Dr John estimates “a handful” of pharmacies have closed down on his patch.
“I do know the impact it has on the patients because on various forums, be it the local authority or at patients directly, that they get quite upset.
“I know there’s a pharmaceutical needs assessment that picks out any kind of issue in terms of capacity but it’s the physical loss that people find.
“Speaking to some of my colleagues across the country who happen to be pharmacists, they’re saying ‘it’s a very tough business now’ with the high street in terms of the funding cuts and the internet explosion which has impacted on the high street.

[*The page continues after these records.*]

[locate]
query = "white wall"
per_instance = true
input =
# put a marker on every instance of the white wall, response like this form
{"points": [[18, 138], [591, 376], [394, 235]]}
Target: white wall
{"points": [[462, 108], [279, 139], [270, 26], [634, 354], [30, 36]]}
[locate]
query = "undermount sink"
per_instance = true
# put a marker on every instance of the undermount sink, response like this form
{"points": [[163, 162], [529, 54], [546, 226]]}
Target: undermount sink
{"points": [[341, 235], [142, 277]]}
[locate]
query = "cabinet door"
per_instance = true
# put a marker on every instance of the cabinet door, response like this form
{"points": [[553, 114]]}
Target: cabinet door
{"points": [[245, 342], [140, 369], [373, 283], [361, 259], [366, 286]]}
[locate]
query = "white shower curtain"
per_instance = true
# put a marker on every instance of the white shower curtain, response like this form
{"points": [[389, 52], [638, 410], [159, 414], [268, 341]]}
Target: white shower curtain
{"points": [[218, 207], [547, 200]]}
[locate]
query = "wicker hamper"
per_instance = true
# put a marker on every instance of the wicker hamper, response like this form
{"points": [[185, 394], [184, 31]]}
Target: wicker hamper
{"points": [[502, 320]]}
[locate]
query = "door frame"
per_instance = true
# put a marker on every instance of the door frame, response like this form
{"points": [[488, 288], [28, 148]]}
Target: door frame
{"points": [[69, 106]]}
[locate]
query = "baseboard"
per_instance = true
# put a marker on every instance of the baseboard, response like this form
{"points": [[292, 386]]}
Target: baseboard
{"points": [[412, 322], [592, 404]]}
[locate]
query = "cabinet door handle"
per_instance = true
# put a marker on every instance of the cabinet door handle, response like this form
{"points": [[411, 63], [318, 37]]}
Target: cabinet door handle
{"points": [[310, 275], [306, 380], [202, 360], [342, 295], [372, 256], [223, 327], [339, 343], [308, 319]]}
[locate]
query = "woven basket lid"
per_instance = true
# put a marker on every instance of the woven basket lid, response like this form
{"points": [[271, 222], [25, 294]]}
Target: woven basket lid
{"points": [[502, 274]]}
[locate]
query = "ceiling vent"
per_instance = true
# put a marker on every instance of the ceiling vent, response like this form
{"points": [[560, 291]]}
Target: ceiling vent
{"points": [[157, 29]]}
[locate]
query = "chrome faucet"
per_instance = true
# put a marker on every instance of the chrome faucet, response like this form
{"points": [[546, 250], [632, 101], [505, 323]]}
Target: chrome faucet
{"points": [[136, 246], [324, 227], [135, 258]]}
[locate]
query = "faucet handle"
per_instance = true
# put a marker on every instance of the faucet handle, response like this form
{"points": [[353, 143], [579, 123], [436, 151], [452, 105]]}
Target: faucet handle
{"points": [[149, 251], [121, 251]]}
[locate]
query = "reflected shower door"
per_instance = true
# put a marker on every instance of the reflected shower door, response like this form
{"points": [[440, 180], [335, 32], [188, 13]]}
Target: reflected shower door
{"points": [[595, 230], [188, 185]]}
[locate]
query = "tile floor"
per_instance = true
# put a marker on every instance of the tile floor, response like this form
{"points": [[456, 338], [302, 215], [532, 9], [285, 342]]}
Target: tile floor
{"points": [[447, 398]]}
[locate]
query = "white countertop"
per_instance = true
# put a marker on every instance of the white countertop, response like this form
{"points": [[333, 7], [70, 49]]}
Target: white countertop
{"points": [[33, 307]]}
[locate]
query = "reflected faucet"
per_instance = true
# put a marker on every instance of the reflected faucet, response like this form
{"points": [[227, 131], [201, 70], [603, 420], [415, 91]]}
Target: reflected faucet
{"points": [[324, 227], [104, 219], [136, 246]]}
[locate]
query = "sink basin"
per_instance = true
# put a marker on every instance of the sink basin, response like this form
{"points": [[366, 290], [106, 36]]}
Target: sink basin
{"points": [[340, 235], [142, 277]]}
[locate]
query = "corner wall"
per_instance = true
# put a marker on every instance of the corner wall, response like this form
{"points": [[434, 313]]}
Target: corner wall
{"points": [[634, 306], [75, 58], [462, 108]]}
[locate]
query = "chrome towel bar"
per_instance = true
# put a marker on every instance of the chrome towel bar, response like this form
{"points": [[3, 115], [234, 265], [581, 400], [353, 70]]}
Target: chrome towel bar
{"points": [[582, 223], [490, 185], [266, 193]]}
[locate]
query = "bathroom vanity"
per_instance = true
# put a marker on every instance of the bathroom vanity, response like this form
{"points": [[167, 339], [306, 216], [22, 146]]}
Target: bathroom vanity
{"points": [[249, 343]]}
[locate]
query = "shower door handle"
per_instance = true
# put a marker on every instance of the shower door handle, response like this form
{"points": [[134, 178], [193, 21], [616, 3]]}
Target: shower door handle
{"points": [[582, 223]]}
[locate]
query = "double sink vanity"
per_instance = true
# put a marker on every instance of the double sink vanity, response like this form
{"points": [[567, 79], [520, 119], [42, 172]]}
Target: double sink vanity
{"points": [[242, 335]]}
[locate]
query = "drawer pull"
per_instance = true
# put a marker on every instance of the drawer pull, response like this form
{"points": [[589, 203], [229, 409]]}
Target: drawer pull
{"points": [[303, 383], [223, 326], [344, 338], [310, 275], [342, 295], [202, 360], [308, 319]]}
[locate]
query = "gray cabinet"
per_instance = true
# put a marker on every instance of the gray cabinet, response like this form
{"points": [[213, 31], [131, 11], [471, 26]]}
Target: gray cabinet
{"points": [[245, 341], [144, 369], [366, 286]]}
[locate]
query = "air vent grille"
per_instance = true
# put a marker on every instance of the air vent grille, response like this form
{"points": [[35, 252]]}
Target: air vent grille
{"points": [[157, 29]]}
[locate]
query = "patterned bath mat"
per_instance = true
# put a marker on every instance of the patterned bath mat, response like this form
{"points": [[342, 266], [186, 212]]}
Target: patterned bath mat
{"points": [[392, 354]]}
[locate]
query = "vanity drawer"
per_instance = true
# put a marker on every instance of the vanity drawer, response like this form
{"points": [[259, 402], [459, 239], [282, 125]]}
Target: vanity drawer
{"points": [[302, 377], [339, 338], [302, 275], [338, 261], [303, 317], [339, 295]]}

“High street shops are impacted by the whole internet revolution. There are certain things that the pharmacist would traditionally sell other than, or do business on…it’s becoming hugely impacted, that’s the feedback I get.”
Chat soon turns back to that ‘pharmacy model is not fit for purpose any more’ assertion. He is asked if he based that assessment purely on pharmacies in Barking and Dagenham or on a wider area than that.
“The traditional pharmacy model that we have is not fit for purpose in terms of, and I’ll be very clear on this, it’s about the fact that they could be doing a lot more across the country, social prescribing, getting involved with communities, that’s where I say the model could change.
“And I think there’s a certain amount of the pharmacies in general as a collective system saying ‘we’re ready, we’re willing.’ I know the LPC in our local area have made that very clear, that ‘we’re willing and able to do more. But let’s have a dialogue.’
“That’s the question we need to push forward, that on a national level, the dialogue needs to happen, things like social prescribing. We’re trying to harness the community from the voluntary sector as well as the assets. We need to think about a slightly different model for the existing services.”